Processing time: 4–6 weeks in 2026 (improved from earlier years due to digitization).

4. Open a Corporate Bank Account

Banking is the most critical bottleneck. In 2026, top-tier banks willing to open accounts for a zero tax offshore company in Mauritius include:

  • Bank of Mauritius
  • AfrAsia Bank
  • Mauritius Commercial Bank (MCB)
  • SBM Bank Mauritius

Requirements typically include:

  • FSC license certificate
  • Certified copies of director/shareholder passports
  • Proof of address (utility bill)
  • Source of wealth documentation
  • Business plan and expected transaction flows

Note: Some banks may impose higher minimum balances (USD 50,000–100,000) for GBC1 entities, reflecting increased regulatory scrutiny.

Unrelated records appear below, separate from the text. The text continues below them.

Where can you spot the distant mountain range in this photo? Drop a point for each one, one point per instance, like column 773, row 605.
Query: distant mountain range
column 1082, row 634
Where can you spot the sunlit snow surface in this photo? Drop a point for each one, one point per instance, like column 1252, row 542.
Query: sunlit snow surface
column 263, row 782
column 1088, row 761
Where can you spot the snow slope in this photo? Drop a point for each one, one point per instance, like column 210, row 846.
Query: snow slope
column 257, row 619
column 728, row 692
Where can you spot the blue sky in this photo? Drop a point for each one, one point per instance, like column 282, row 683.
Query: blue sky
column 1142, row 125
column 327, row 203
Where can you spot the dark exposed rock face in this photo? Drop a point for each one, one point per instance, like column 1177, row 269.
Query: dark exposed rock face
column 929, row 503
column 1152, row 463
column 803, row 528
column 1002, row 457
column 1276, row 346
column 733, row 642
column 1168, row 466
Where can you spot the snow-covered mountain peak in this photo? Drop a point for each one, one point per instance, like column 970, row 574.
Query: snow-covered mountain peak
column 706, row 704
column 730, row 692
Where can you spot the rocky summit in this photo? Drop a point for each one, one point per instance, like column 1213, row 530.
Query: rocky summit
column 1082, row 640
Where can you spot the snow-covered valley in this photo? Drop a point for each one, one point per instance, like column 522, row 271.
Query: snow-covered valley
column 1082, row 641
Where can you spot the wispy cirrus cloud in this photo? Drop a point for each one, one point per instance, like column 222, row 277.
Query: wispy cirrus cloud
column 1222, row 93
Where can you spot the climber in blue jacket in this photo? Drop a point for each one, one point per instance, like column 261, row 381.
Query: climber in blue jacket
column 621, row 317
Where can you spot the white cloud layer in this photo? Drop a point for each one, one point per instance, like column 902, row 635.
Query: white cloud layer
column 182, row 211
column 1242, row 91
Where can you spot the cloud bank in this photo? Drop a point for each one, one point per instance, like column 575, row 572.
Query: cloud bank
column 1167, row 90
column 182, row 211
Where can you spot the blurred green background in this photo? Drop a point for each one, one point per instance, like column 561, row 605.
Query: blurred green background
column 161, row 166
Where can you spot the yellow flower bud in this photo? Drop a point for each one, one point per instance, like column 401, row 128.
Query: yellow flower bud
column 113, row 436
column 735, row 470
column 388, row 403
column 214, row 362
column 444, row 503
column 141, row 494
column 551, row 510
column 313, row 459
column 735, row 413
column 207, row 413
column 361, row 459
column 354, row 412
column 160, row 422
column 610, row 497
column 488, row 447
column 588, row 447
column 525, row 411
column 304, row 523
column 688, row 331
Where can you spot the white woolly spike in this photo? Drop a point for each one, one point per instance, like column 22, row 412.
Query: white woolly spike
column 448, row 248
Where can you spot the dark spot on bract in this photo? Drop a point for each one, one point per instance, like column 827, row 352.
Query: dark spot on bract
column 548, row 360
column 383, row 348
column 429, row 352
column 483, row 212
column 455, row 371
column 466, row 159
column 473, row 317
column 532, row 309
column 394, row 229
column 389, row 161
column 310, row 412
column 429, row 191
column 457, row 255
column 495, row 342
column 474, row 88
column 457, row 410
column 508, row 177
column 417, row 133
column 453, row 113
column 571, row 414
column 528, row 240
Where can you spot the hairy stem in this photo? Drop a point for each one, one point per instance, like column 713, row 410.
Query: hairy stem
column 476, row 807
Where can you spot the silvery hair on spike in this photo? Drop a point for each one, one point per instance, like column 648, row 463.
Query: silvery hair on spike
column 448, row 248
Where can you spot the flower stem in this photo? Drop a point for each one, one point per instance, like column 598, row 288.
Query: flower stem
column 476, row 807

5. Meet Economic Substance Requirements

To maintain zero corporate tax status, the GBC1 must:

  • Maintain a physical office in Mauritius (co-working spaces are acceptable if leased for ≥12 months)
  • Appoint at least two local directors (one must be a Mauritius resident)
  • Conduct board meetings in Mauritius (at least annually)
  • Employ or engage local staff or service providers
  • Incur annual expenses in Mauritius (minimum USD 30,000–50,000)

These requirements are non-negotiable in 2026. Substance audits are conducted annually by the FSC.

6. Tax Compliance & Reporting

Despite being tax-exempt, the zero tax offshore company in Mauritius must:

  • File annual audited financial statements with the FSC
  • Submit annual tax returns (even if zero tax is due)
  • Maintain transfer pricing documentation if transacting with related parties
  • File CRS reports if holding assets for non-residents

Critical Insight: While foreign-sourced income is exempt, Mauritius-sourced income (e.g., rental from local property) is taxed at up to 15%. Therefore, structuring must ensure all income is foreign-derived.


Tax Implications: How the Zero Tax Offshore Company in Mauritius Works

The zero tax offshore company in Mauritius achieves tax efficiency through:

1. Foreign-Sourced Income Exemption

Under Section 71 of the Income Tax Act:

  • Dividends, interest, royalties, capital gains, and service income from outside Mauritius are exempt from corporate tax.
  • No withholding tax on dividends paid to non-resident shareholders.
  • No capital gains tax on disposal of foreign assets.

2. No Capital Gains Tax or Inheritance Tax

Mauritius imposes no capital gains tax and no estate duty, making it ideal for wealth preservation.

3. Dividend Tax Neutrality

Dividends received from foreign subsidiaries are not taxed. Dividends paid to foreign shareholders are not subject to withholding tax.

4. No Thin Capitalization Rules

Mauritius does not impose thin capitalization rules, allowing flexible debt-to-equity structures for international financing.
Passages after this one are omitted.